9) A small dashboard robot created by MIT’s Media Lab reads the driver's mood from facial expression and other cues. It responds in a socially appropriate and informative way. When it merges knowledge with an understanding of the driver’s priorities it will have figured out your home and work locations helping you achieve more energy efficiency and safer behavior.” Not a backseat driver, but a friendly dashboard assistant, you could actually chuck out the window if it became too irritating. What is it called?

10) One of the first physicists to be publicly troubled by the philosophical interpretations of quantum mechanics was Einstein. In 1935, he co-authored a paper which was intended to show that Quantum Mechanics could not be a complete theory of nature. That something else would have to be invoked. What challenged long-held ideas about the relation between the observed values and those accounted for by a physical theory, we are looking for the name of the paradox or argument?

11) In an astonishingly productive career, he invented many devices, but never once applied for a patent. He wrote in 1893, ” Excellence will always defy competition." He was also a passionate believer in scientific communication as a key to furthering progress. Open Source science we would call it today. He is credited with the First powered flight in 1894- and built the world's first box-kite, hitched four together, added an engine and flew it five meters. Modest, unassuming and unselfish, he was only anxious that he might succeed in adding to the sum of human knowledge. Who was he?

12) Frederick Pohl was a member of the all-male literary banqueting club the Trap Door Spiders, which served as the basis of Isaac Asimov's fictional group - Black Widowers. He collaborated on a dystopian satire of a world ruled by advertising agencies, called The Space Merchants. But in this excellent tongue-in-cheek story he pillories the “Consumer Society.” So many goods are produced that people are obligated to consume - and in doing so you could graduate to higher levels of society, where you might actually have fewer things and more time to yourself. And to achieve this, you could get robots to do your consumption for you…. In what book is the measure of wealth how FEW goods you are force-fed?

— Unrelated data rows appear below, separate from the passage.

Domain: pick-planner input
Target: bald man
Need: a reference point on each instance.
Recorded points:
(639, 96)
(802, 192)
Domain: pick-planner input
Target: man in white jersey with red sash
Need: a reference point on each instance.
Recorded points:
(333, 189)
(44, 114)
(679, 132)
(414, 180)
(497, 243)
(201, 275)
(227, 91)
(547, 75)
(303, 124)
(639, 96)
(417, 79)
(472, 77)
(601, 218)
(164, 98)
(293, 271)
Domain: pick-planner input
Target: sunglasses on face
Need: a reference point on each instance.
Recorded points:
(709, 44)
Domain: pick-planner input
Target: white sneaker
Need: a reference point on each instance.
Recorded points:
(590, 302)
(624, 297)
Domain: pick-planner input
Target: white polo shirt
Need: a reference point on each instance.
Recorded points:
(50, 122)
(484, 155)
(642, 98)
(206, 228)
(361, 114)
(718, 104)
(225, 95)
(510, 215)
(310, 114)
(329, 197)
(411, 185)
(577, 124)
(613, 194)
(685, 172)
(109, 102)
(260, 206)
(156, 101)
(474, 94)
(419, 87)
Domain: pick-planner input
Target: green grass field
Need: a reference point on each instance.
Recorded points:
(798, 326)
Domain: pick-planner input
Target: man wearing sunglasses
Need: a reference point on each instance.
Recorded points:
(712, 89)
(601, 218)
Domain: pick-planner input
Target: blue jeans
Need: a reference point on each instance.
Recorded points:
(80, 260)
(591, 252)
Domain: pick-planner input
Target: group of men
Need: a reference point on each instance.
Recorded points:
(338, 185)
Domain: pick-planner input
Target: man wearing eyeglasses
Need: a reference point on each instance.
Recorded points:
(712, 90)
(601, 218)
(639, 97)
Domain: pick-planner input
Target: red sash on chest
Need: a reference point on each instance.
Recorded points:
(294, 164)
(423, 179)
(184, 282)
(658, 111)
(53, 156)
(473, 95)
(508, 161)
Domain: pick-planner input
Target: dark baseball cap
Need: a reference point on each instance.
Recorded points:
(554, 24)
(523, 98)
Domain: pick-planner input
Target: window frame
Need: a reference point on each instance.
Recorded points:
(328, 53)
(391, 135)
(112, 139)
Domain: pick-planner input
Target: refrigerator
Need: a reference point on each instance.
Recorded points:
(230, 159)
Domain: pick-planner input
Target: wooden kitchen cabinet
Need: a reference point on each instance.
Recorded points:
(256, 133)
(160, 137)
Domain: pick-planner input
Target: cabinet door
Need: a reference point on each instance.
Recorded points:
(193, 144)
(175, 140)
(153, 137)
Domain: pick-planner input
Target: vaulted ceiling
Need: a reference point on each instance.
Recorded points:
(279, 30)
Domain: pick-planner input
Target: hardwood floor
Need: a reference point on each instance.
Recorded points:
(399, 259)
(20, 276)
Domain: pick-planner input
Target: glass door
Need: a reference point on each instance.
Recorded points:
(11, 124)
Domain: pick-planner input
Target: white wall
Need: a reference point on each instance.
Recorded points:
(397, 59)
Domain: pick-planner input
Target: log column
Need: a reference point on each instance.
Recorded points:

13)The 2009 Global Green Challenge, has a winner, After covering almost 1800 miles in four days across Australia's baking red center, This team's run was nearly flawless, reporting only a single flat tire and the win breaks a string of four consecutive victories by the Dutch Nuon team. A total of 32 solar vehicles from 16 countries made the start about 10 days ago. This car covered in solar panels, placed fourth in qualifying but took the lead on day one and extended its advantage all the way to the finish line. Which country took the victory; it’s first from this nation since 1993?